4) Un jour, en une autre circonstance, Actéon aperçut par hasard Artémis en train de se baigner dans un torrent tout proche; il ne s'éloigna pas et la regarda. De crainte qu'il ne se vantât par la suite auprès de ses compagnons qu'elle s'était montrée nue en sa présence, elle le changea en cerf et le fit mettre en pièces par sa meute de cinquante chiens.

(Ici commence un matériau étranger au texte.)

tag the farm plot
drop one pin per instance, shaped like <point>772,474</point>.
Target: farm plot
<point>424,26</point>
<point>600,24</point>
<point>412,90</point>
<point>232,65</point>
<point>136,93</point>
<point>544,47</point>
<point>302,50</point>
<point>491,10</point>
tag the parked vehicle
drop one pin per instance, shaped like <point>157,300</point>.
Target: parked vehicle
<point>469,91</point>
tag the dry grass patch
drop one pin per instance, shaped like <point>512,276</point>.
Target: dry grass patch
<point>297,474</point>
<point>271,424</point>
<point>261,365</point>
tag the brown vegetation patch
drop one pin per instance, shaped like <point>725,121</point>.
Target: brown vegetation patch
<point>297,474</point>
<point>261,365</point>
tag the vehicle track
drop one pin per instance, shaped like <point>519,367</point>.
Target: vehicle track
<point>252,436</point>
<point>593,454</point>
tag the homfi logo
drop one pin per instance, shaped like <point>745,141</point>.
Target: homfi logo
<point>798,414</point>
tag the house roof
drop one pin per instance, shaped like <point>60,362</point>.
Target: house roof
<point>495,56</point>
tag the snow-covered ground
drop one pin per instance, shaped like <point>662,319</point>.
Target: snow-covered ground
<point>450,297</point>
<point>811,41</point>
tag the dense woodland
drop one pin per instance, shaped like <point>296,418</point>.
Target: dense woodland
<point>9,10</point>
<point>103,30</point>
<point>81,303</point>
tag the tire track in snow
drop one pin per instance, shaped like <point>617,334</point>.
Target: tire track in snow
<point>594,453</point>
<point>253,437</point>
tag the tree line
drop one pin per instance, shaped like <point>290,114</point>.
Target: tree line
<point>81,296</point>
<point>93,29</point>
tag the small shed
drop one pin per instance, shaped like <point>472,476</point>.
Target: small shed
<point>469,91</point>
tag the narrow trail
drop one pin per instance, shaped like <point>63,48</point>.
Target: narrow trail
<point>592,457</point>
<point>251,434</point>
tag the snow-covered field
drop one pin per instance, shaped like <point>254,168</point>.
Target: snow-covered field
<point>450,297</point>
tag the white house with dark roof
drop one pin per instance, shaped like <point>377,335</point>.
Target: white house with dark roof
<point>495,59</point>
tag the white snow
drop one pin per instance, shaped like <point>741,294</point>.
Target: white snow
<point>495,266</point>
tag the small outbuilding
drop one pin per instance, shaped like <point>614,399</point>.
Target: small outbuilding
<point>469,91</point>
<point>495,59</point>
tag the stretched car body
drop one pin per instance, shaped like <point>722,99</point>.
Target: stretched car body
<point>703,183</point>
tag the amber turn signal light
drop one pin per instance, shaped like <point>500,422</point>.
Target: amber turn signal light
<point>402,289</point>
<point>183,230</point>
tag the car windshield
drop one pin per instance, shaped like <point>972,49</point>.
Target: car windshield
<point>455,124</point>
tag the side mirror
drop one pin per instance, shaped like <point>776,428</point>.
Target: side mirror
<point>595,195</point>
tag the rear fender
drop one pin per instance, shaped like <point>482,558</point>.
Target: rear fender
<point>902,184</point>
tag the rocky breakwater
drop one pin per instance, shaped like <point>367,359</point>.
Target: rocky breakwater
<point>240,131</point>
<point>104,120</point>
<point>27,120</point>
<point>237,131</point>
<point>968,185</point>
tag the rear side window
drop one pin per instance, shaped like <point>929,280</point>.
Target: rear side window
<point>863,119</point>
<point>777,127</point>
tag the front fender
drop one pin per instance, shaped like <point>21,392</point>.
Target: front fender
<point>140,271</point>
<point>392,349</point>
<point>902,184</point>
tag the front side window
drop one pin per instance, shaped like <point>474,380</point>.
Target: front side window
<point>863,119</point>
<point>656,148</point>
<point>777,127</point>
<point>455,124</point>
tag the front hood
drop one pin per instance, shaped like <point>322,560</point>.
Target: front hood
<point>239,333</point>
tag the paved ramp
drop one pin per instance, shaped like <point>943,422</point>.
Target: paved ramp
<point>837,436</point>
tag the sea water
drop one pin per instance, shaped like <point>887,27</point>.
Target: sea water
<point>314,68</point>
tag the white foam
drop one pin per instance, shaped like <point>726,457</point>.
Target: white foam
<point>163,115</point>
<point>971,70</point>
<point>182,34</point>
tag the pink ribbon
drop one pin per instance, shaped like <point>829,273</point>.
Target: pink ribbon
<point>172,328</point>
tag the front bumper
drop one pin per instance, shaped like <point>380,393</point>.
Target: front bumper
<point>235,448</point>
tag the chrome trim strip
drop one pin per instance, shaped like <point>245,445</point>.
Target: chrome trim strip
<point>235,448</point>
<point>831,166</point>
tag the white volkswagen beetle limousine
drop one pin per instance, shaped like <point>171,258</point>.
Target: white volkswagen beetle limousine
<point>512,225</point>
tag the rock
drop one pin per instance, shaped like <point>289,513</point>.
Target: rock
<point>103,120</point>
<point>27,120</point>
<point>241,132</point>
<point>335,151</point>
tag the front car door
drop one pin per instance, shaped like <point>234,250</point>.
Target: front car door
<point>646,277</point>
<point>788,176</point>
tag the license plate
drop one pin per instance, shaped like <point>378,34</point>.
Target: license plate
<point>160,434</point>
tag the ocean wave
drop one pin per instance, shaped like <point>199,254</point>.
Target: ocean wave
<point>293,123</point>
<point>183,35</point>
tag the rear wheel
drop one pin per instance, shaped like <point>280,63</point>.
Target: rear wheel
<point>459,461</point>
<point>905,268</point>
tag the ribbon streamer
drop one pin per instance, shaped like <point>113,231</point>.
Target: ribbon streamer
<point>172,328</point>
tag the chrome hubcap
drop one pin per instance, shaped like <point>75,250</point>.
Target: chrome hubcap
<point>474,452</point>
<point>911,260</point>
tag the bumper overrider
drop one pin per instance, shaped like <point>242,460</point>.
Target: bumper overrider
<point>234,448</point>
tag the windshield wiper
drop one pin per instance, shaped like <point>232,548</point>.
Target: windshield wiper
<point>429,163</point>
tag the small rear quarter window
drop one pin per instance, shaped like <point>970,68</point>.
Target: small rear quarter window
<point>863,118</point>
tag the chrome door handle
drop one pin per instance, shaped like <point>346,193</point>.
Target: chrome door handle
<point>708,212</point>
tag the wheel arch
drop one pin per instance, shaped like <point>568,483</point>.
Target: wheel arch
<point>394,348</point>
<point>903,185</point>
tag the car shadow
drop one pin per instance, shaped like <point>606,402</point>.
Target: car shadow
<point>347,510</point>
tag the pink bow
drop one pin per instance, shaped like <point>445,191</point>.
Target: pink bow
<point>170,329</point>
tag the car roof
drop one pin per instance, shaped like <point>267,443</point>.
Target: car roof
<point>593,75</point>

5) Par contre elle tua de façon accidentelle Orion qui avait comme elle, la passion de la chasse.

V/ Iconographie

Très différente est l'Artémis proprement hellénique. Le type archaïque est une femme debout, jeune et grave, vêtue d'une longue robe dont elle relève un pan, les cheveux tombant sur le dos, sauf quelques mèches sur les épaules (telle l'Artémis du musée de Naples). Dans l'Ecole argienne apparaît une Artémis plus alerte, à tunique courte, avec l'arc et le carquois. Les artistes du IV iéme siècle, surtout Scopas et Praxitèle, apportent des types nouveaux, qui seront copiés ou imités jusqu' à la fin de la période gréco-romaine. c'est l'Artémis chasseresse: tantôt en marbre, chaussée de sandales, en tunique courte serrée à la taille, carquois sur le dos, les cheveux relevés par un bandeau, et suivie d'un chien ou d'une biche; tantôt au repos, jouant avec son chien, ou achevant sa toilette après la chasse, et agrafant sa chlamyde.
En sculpture, les représentations romaines de Diane (Diane de Versailles, Louvre) dérivent généralement de l'iconographie hellénistique d'Artémis.
Ce thème inspira des sculpteurs comme Goujon, Coysevox ou Houdon. Parmi les nombreux peintres qui s'inspirèrent de la légende de la déesse, mentionnons Titien (Diane et Actéon, Louvre, Paris), F. Clouet (Diane au bain, musée de Rouen), A. Carrache (Diane et Endymion, galerie Farnèse, Rome) et Rubens (Diane chasseresse, Prado, Madrid).